Well, now it’s official: Several Huffington Post contributors have come together to launch a lawsuit against the site. The suit comes after weeks of very public complaints about the lack of monetary compensation bloggers have received in the wake of HuffPost’s $315 million deal with Aol. While the Huffington Post has a staff of paid editors, those who contribute to the site’s group blog are unpaid. Previously, the Newspaper Guild had pledged its support for an ongoing “writers’ strike” against the site.

Journalist and union organizer Jonathan Tasini is leading the class-action lawsuit against not only the Huffington Post and Aol, but HuffPost founder Arianna Huffington as well.

Tasini had blogged for the Huffington Post – for free, of course – since its early days, but elected to stop contributing three days after the site announced its lucrative deal with Aol in February.
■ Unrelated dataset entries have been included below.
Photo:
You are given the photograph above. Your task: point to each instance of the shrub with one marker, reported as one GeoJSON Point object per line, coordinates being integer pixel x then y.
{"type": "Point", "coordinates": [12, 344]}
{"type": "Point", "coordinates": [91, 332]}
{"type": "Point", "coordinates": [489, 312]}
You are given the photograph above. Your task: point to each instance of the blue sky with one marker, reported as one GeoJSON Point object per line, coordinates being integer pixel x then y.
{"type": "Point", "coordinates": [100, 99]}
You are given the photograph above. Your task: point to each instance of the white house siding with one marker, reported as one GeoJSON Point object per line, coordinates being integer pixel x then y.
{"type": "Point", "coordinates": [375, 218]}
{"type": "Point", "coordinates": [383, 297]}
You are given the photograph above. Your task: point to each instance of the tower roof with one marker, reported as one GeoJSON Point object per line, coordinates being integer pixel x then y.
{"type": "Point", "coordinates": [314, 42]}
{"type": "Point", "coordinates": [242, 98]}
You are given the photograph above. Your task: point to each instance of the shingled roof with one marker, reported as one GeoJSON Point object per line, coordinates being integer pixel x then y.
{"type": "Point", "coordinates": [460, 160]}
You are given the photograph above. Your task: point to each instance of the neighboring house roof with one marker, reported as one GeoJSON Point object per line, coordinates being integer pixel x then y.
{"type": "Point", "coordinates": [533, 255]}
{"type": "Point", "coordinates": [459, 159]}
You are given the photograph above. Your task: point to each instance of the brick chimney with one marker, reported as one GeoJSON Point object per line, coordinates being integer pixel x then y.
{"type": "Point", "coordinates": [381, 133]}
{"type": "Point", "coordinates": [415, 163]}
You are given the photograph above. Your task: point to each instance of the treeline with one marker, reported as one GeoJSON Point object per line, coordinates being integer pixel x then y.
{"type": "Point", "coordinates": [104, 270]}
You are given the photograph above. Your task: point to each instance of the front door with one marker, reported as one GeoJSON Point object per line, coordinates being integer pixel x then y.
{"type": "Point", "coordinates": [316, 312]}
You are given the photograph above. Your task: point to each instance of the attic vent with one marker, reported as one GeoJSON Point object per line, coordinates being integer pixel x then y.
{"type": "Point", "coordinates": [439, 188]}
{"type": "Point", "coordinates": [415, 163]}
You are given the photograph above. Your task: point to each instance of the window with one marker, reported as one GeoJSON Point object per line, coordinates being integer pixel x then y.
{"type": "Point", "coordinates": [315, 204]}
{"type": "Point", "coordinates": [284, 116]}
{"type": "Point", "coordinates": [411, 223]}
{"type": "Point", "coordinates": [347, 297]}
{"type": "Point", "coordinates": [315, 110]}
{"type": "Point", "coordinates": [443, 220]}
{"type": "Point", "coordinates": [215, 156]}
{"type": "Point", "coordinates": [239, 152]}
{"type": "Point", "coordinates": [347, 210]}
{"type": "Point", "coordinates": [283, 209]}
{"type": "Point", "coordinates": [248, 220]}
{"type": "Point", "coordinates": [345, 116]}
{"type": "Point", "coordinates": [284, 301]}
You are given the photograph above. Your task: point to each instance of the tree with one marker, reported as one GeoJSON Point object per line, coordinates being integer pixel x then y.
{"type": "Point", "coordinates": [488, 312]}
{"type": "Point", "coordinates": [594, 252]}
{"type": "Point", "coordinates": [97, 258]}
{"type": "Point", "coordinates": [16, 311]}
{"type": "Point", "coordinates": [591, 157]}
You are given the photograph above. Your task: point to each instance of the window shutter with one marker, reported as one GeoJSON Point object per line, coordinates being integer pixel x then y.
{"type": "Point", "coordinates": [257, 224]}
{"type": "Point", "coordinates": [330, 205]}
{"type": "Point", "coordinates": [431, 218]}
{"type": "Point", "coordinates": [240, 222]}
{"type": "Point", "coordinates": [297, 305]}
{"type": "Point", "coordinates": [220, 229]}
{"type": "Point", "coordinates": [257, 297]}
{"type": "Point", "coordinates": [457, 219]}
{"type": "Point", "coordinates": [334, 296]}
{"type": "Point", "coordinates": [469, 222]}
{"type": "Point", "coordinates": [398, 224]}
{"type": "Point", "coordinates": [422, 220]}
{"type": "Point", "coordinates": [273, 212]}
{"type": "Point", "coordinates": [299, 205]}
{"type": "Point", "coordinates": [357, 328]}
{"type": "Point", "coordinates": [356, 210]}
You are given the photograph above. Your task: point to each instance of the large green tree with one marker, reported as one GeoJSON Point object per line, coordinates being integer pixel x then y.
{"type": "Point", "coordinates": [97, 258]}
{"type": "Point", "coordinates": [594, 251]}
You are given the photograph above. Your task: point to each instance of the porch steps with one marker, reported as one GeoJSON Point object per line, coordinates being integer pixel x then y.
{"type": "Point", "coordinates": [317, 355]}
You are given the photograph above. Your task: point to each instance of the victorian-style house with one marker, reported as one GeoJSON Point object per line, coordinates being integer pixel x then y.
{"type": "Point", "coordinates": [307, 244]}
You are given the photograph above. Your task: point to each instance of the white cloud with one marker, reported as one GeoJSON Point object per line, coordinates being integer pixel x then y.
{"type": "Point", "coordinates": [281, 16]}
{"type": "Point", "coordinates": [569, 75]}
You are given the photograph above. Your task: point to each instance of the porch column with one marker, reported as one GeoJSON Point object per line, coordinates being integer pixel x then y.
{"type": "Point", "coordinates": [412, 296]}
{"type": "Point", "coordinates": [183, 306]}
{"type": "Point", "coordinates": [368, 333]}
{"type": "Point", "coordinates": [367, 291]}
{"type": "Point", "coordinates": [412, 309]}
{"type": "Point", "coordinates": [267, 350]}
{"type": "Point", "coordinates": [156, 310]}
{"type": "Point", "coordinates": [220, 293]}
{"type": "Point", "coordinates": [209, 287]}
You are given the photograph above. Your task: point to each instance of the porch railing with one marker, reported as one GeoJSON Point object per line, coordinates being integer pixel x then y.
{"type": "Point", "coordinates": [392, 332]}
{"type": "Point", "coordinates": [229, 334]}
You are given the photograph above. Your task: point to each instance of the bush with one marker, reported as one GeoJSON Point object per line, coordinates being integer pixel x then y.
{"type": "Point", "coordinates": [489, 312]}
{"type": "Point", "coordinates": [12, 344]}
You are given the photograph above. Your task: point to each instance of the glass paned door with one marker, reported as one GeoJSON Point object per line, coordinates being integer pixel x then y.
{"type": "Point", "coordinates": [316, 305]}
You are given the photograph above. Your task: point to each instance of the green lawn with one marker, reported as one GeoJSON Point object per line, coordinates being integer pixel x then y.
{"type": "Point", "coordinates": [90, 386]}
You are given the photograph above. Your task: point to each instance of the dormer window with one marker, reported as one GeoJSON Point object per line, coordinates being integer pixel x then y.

And this isn’t the first time Tasini has launched a suit against a veritable media empire. Reports Forbes:

Tasini was also the lead plaintiff in New York Times Co. vs. Tasini, a lawsuit over the rights of papers to license the work of freelancers for distribution via electronic databases.That case was decided in favor of the plaintiffs.

It’s also not the first time on this particular merry-go-round for Aol: The company was sued In 1999, after two volunteer chatroom moderators determined their working conditions were in violation of the Fair Labor Standards Act. Their suit was eventually resolved with a $15 million settlement.

With Aol and Huffington Post cutting back on bloggers and freelancers and focusing instead on “journalists” providing original reporting, it could be that the companies were already set to rely less on the efforts of unpaid contributors. At any rate, this marks a pivotal turning point for Aol, HuffPost, and other big companies who stand to make a lot of money off of unpaid labor. Then again, the old argument still stands: No one forces writers to contribute to sites that don’t pay them rather than magazines and websites that will. And the exposure and expanded portfolio they receive from contributing their writing to these sites may prove well worth the effort for some.

Needless to say – we can’t wait to see how this turns out.